BofA sees SARB rate cuts from Jan 2025
USD/ZAR is firmer climbing to a 10-day high of 18.2425 even after Bank of America analyst voiced that the SARB is likely to keep interest rates on hold this week, and that any rate cut is dependent on improvements in the near-term domestic inflation outlook, further declines in inflation expectations for Sept surveys, and the ZAR remaining strong around the the 18/USD mark, while Fed rate cuts are baked in for Sept.
BofA baseline is considered as more hawkish, with the SARB expected to ease rates in 2025 after the Fed begins its rate cut cycle, but BofA noted that if the Fed beings cutting in Sept, they see two SARB rate cuts in Sept and Nov, but they mainly expect to see the first 25bps rate cut in Jan 2025, followed by reductions of the same magnitude in Mar, May & Jul. BofA also sees the SARB pausing their easing cycle once the benchmark has been lowered to 7.25% by mid-2025.

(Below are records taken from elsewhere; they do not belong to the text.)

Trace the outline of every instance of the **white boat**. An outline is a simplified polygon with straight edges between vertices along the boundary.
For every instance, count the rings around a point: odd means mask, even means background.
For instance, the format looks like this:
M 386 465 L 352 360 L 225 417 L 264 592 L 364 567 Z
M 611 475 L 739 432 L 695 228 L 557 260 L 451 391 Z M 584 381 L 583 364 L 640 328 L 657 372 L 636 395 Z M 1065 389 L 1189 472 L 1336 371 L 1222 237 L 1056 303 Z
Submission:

BofA also sees inflation averaging around 5% in 2024 and 4.7% in 2025 and 2026 (via Bbg).
Recall, the South African Reserve Bank left interest rates steady at a 15-year high of 8.25% for a sixth consecutive meeting. The decision was backed by all six members. Governor KGANYAGO said in his post-briefing statement that "the committee remains concerned that inflation expectations are elevated." He added "although the MPC assesses the inflation forecast risks to be broadly balanced at present, high inflation expectations require that we deliver on our target sooner rather than later, to re-anchor expectations."
This comes after S. Africa's inflation met the f/c and remained steady at 5.20% y/y in May, while m/m figures met the f/c and eased to 0.20% from 0.30% prior. Core inflation remained steady at 4.60% y/y missing the f/c of 4.50% y/y, while meeting the f/c and easing to 0.10% m/m from 0.20% m/m prior. The data increases the likelihood that the central bank will keep borrowing costs on hold.